Übrigens: Bei diesen namhaften Beteiligten sollte man annehmen, das Debütalbum würde auf einem etablierten Indielabel erscheinen. Aber sie fanden keins. Also veröffentlichen The Morning Stars „A Hymn Without A Sound“ in Eigenregie. Diese Entschlossenheit und dieser Mut werden hoffentlich belohnt.
Das Album erscheint offiziell am 16. Januar.
Gluecifer
Es gibt zwar den Wunsch, nie zu alt für Rock’n’Roll zu sein. Doch die in Musik verpackte jugendliche Energie kann nicht jeder konservieren. Es fehlt mitunter an guten Ideen und an Esprit. Wie es Gluecifer geschafft haben, dass ihnen dieses Schicksal erspart blieb, ist nicht überliefert. Man darf sich schlicht freuen über ihr sechstes Album „Same Drug New High“. So muss Garage Rock klingen, selbst wenn die Band satte 32 Jahren auf dem Buckel hat – die mehrjährige Unterbrechung zwischen 2005 und 2017 mit eingerechnet.

RATING: 7/10 Punkten Quelle: Steamhammer
Seit 2017 sind die Herren aus Oslo wieder aktiv. Vier Mitglieder von früher gingen damals mit einem neuen Mann am Bass zurück auf die Bühne. Mittlerweile sind 22 Jahre seit ihrem letzten Studioalbum „Automatic Thrill“ vergangen. Das scheint Gluecifer gar nicht berührt zu haben.
Sie sind zwar körperlich sichtlich älter geworden, ihre neuen Songs indes erinnern an ihre Hochphase zur Jahrtausendwende. Wahrscheinlich war es klug, nach der Reunion mit den Aufnahmen lange genug zu warten, bis sie genügend hochklassige Songs haben. Diesen Schluss legt dieses Album nahe. Man wartet ständig drauf, dass der nächste Song vielleicht schwächer als der vorherige ist. Aber so kommt es nicht. Sie sind allesamt auf einem ähnlich hohen Niveau.

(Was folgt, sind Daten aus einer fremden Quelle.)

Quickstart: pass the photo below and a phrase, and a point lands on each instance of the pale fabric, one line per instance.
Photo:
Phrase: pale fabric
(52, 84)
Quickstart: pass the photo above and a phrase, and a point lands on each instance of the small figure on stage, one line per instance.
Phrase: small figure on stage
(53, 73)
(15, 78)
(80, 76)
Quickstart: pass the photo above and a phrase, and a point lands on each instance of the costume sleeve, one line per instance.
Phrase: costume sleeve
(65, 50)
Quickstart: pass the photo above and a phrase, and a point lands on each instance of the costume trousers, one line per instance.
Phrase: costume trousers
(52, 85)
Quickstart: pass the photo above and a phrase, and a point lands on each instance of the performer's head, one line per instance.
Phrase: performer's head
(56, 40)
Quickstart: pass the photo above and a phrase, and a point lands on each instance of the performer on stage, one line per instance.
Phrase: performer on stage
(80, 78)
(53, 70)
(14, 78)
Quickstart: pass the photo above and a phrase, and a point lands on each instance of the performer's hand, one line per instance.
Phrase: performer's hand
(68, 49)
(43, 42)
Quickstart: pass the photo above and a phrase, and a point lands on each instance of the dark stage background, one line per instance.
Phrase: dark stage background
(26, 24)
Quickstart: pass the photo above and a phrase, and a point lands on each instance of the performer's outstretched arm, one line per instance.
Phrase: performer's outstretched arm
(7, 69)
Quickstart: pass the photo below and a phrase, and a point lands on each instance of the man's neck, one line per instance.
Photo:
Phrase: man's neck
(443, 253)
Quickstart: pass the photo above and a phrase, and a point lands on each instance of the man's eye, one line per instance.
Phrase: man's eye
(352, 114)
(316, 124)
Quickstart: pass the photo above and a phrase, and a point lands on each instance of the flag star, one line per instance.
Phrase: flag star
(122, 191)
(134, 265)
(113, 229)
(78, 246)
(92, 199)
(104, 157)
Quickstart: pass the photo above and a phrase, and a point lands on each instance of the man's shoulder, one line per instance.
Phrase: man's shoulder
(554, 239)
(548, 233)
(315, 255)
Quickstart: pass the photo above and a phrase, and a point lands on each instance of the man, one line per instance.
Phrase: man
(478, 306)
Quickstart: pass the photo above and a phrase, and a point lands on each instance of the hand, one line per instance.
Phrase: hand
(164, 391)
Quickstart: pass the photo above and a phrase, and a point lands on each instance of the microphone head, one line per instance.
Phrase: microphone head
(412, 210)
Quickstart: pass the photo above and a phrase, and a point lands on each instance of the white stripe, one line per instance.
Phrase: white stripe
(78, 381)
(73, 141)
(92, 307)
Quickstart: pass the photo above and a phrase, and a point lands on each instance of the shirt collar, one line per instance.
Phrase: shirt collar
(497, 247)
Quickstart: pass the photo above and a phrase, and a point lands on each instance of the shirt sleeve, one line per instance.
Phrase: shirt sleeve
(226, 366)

Los geht es mit dem jugendlich-unbeherrschten Rock’n’Roller „The Idiot“. Die erste Mitsing-Hymne folgt mit dem Titelstück. Die Gitarre in „I’m Ready“ erinnert an AC/DC, in „Pharmacity“ streuen Gluecifer etwas Rock à la The Cult ein. Auch die zweite Hälfte ist keine Enttäuschung, und im Nu ist dieses tolle Comeback-Album vorüber. Schön, dass sich Gluecifer auch musikalisch zurückgemeldet haben.
Album erscheint offiziell am 16. Januar.